Si a Azucena le pareció que mi gesto entrañaba algún peligro, no lo demostró. Vi que las comisuras de su boca se movían en un amago de risa cuando se fijó por un momento en la afilada hoja.

– ¿Por qué no guardas esa cosa antes de que te cortes? Perdiz, deja de lloriquear y haz algo útil. Ve a ver si el chico está despierto… Ah, ya no hace falta.

Espabilado había salido de una de las habitaciones y ahora parpadeaba deslumbrado por el sol. Dejé de agitar el cuchillo y lo miré.

Supe de inmediato que lo había pasado muy mal. Tenía el rostro demacrado y grandes ojeras. Me pareció que había envejecido. Siempre había aparentado más edad, pero ahora las arrugas marcadas en su frente por el dolor y la fiebre hacían que pareciera casi tan viejo como se sentía su padre. Resultaba difícil saber si su aspecto había mejorado en relación con la pálida figura que había visto al otro lado del canal, dos días atrás. Sin embargo, se mantenía erguido y sus ojos estaban claros y alertas.

– Espabilado -dije. Me costaba trabajo hablar. Tenía la boca seca y la sensación de que algo me oprimía la garganta. Al final, conseguí añadir-: Te he traído el cuchillo.

Tendría que haber tenido más cuidado. Cuando nos echamos el uno en brazos del otro para abrazarnos con fuerza, estuve a punto de clavarle la punta del cuchillo en el hombro.

– Estaba seguro de que vendrías. Me dije que si te enviaba el cuchillo, sabrías dónde encontrarme. No se me ocurrió otra forma de avisarte que fuese segura. Tenía miedo de que si Bondadoso o Azucena te enviaban un mensaje escrito pudiera acabar en las manos equivocadas.

– Te refieres al viejo Plumas Negras, o a alguno de sus sirvientes. -No dejaba de mirar al muchacho y de sonreír como un idiota. Había llegado a creer que nunca volvería a verlo; en más de una ocasión incluso lo había dado por muerto. Costaba aceptar que estuviésemos sentados en el patio de Bondadoso y que habláramos, que mantuviéramos una conversación, que nos comportáramos, aunque solo fuera por un rato, como lo harían cualquier padre e hijo-. Dio resultado. Sabía que solo Azucena podía haberte dado el cuchillo. Pero tendría que haber adivinado antes dónde estabas, porque ella le dijo a mi amo quién eras tú, y yo no se lo había dicho. ¿No es así, Azucena?

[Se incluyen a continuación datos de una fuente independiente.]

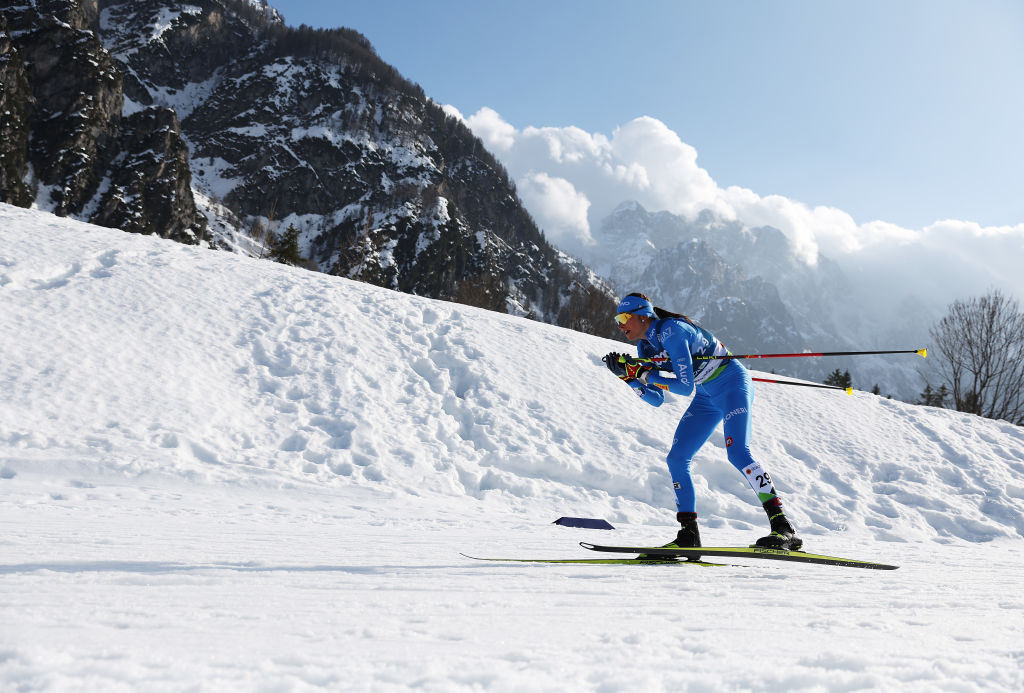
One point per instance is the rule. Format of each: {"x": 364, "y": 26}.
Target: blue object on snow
{"x": 589, "y": 523}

La mujer estaba arrodillada junto a su padre, con la falda recogida debajo de las rodillas y un plato de pequeñas tortas de maíz con miel apoyado en los muslos. Eran las tortas que se ofrecían a los visitantes, pero advertí que eso no impedía que Bondadoso cogiera una de vez en cuando y se la comiera con fruición.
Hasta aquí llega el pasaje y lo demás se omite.